Werne. Am 18. Mai 2026 stand für die drei fünften Klassen des Gymnasium St. Christophorus ein besonderes Verkehrssicherheitstraining auf dem Programm: Die ADAC Stiftung war mit ihrem Projekt „Achtung Auto“ zu Gast und vermittelte den Schülerinnen und Schülern anschaulich wichtige Grundlagen rund um Bremswege, Reaktionszeiten und sicheres Verhalten im Straßenverkehr.

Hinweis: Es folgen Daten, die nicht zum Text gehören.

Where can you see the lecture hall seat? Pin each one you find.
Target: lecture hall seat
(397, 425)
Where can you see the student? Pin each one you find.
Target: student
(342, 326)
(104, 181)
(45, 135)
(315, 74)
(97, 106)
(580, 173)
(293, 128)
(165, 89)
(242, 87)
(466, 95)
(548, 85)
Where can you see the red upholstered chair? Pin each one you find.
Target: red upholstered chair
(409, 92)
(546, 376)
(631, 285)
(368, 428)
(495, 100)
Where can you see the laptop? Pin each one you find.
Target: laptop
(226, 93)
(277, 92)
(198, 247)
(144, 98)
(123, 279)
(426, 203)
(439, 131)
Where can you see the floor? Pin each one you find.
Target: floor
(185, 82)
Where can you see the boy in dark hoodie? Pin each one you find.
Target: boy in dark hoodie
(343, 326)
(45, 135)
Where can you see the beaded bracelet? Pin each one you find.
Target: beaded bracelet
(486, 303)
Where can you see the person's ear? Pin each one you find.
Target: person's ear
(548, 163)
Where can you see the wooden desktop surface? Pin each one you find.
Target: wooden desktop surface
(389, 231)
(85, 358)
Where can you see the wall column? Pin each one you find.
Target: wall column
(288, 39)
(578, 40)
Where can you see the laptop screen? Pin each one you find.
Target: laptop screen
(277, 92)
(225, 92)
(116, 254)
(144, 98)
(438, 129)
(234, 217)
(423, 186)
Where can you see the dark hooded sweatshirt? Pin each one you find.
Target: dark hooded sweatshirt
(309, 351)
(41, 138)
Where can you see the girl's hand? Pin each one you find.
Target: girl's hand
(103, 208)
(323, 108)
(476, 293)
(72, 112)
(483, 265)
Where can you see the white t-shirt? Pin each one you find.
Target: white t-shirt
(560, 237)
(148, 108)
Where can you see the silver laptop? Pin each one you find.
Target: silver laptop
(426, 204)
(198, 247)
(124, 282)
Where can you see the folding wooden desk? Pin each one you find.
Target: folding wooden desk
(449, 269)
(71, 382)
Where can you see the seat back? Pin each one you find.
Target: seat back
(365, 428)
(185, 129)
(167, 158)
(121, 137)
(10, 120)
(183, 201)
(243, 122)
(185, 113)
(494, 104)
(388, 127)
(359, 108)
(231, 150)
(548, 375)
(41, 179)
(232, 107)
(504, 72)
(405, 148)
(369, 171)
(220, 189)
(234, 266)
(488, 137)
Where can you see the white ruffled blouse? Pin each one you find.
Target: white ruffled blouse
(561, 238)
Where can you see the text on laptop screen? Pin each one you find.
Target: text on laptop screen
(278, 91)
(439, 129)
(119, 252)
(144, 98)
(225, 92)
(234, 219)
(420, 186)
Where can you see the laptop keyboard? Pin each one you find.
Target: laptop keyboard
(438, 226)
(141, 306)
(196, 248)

Trotz des anhaltenden Regens ließen sich weder die Kinder noch Herr Schemianek von der ADAC-Stiftung die gute Stimmung verderben. Mit viel Engagement und praktischen Übungen konnten die Schülerinnen und Schüler selbst erleben, wie lang ein Bremsweg tatsächlich sein kann und welchen entscheidenden Einfluss die Reaktionszeit auf die Sicherheit im Straßenverkehr hat.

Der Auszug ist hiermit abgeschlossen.